Austin ISD may phase out teaching positions

“There’s no way to find $87 million without cutting staff,” Superintendent Stephanie Elizalde said.

AUSTIN, Texas — Austin ISD principals will phase out 250 positions to balance next year’s budget.

The district said it wanted to reallocate much of the money it would save with the changes to employees through pay raises.

The district plans to prioritize higher hourly pay and base teacher pay. He also wants to allocate the money to more planning time for teachers.

“Our district has not had a balanced budget in over five years,” Superintendent Stephanie Elizalde said. “When you spend more and have more staff, you will have a deficit.”

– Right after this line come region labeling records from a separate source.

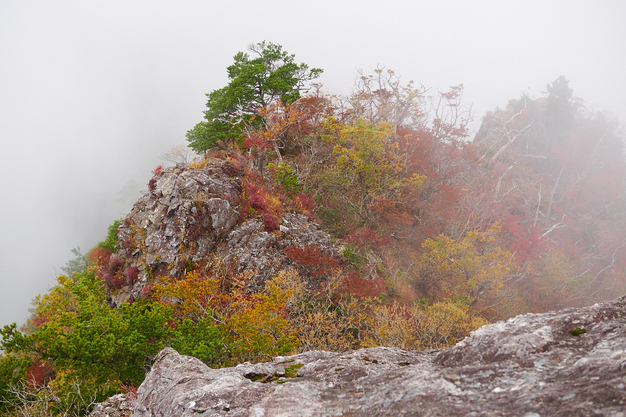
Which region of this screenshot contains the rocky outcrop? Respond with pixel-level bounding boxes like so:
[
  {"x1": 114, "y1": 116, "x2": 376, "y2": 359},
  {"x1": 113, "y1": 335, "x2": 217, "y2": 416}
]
[
  {"x1": 109, "y1": 159, "x2": 341, "y2": 307},
  {"x1": 125, "y1": 297, "x2": 626, "y2": 417}
]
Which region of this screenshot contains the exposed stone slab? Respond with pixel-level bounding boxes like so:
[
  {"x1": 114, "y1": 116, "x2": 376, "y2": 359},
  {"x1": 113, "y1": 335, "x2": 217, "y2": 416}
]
[{"x1": 120, "y1": 297, "x2": 626, "y2": 417}]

Elizalde stressed the importance of not tapping into district savings again. For several years, enrollment has been declining, which means the district receives less funding and the budget is more difficult to balance.

“If we keep doing this, we’ll be bankrupt by 2024-25,” she said. “There’s a solution, and it’s hard, and that’s I have to cut staff. We have to do this, and there’s no way to find $87 million without cutting staff.”

Austin ISD hasn’t said exactly which positions will be cut, but speaking about the budget earlier, Elizalde said she wants to avoid cuts that affect classroom learning.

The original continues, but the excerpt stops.